I completed this one, but they may have more recent versions. They give you some initial code that you need to complete, as well as tests to check your work before going to the next step. It covers a lot of material. It takes some patience and it's not for complete beginners but it's a great fun project. Not sure, but I'd say it took me 1 or 2 weeks full time.

[+] peterkelly|6 years ago|reply
I recommend starting with something smaller.

Here's something I put together some years ago - it's about 5,000 lines of code and supports a number of key Unix features. There's a PDF of lecture notes accompanying it.

http://adelaideos.sourceforge.net/

Once you've gone through this you'll be in a better position to tackle the Linux kernel and books on OS architecture. My personal favorite is "The Design of the UNIX Operating System" by Maurice J. Bach. It's an old book but explains things well, and I believe it was one of the references Linux Torvalds relied on when creating Linux.

[+] gamescodedogs|6 years ago|reply
Years ago in school, I decided to figure out how the Linux kernel works. So I've downloaded the sources and open them with a notepad++. After an hour I've figured out that I have no idea what am I reading in the code, close the notepad++ and never open it back. Buy the sources are still awaiting in some old directory at my home's PC :)
[+] yourbandsucks|6 years ago|reply
The O'Reilly book Understanding The Linux Kernel is fantastic. Starts you off in the deep end with memory management/addressing and fans out from there. Notably excludes networking, as the book is long enough without it.
[+] DanAtC|6 years ago|reply
Any suggestions for Linux networking? I have Understanding Linux Network Internals but it’s a bit dated.
[+] kernyan|6 years ago|reply
https://github.com/s-matyukevich/raspberry-pi-os

Matyukevich page on GitHub has lessons with accompanying code to develop a Linux OS for raspberry Pi. The author goes into kernel, processor initialization, interrupt handling, scheduler, implementing syscall, and virtual memory.

I like his approach for these reasons 1. Minimal workable code, 2. Points you to entry function in linux repo 3. Line commentary of those entry function

Note that it's also a somewhat short read as he focuses on the practical implementations instead of the theory.

I myself was hoping that the author continue developing the chapters on file system, drivers, and networking but seemed to have been on hiatus.
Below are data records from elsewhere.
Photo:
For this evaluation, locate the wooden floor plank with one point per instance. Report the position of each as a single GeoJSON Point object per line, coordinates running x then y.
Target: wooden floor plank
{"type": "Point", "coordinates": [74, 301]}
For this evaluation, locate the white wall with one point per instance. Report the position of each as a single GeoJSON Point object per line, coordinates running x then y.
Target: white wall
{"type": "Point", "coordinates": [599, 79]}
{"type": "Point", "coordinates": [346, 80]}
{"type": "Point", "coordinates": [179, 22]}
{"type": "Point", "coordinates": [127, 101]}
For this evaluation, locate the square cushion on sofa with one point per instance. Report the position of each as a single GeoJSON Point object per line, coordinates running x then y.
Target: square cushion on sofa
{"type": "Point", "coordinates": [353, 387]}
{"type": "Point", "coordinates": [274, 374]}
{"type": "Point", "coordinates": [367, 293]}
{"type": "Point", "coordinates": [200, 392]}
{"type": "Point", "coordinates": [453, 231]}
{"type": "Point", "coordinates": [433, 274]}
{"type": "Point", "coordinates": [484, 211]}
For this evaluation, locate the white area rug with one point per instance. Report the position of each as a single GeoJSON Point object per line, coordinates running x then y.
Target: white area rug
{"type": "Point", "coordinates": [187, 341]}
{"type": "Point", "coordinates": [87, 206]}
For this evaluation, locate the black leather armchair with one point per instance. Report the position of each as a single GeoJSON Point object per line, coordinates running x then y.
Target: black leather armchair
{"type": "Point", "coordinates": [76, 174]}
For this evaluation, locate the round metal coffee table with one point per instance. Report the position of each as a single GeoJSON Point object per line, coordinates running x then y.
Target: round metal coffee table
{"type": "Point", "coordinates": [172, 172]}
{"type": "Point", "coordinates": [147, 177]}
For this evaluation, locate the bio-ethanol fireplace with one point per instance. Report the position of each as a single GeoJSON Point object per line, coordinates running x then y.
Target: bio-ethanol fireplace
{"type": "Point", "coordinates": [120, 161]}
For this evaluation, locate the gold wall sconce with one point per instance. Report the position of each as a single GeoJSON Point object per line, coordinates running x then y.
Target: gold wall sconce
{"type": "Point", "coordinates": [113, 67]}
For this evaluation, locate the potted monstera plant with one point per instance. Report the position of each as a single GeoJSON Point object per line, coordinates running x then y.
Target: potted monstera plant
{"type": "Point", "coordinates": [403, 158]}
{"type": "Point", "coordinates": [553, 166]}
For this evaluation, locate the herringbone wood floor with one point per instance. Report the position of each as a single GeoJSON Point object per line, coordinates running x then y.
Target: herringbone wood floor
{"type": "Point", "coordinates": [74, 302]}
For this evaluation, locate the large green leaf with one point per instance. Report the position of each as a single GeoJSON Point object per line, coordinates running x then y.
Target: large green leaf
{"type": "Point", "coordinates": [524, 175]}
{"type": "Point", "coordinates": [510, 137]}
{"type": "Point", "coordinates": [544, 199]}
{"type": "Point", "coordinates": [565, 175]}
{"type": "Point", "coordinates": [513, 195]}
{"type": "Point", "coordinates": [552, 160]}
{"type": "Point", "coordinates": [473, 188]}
[+] throwawaypls|6 years ago|reply
Linux Kernel Development By Robert Love and Operating Systems Concepts by Silberschatz are great resources.
[+] alfiedotwtf|6 years ago|reply
For the Linux kernel, there is an excellent book called "Linux Core Kernel Commentary" (which is based off the SVR4 Lion's Commentary book), which has the source of the kernel (an old version) printed out and then a commentary on all the bits (code and data structures). It was an eye opener for me.

As for OS theory, "Operating Systems Vade Macum" and "Operating Systems Design and Implementation" are my favorites.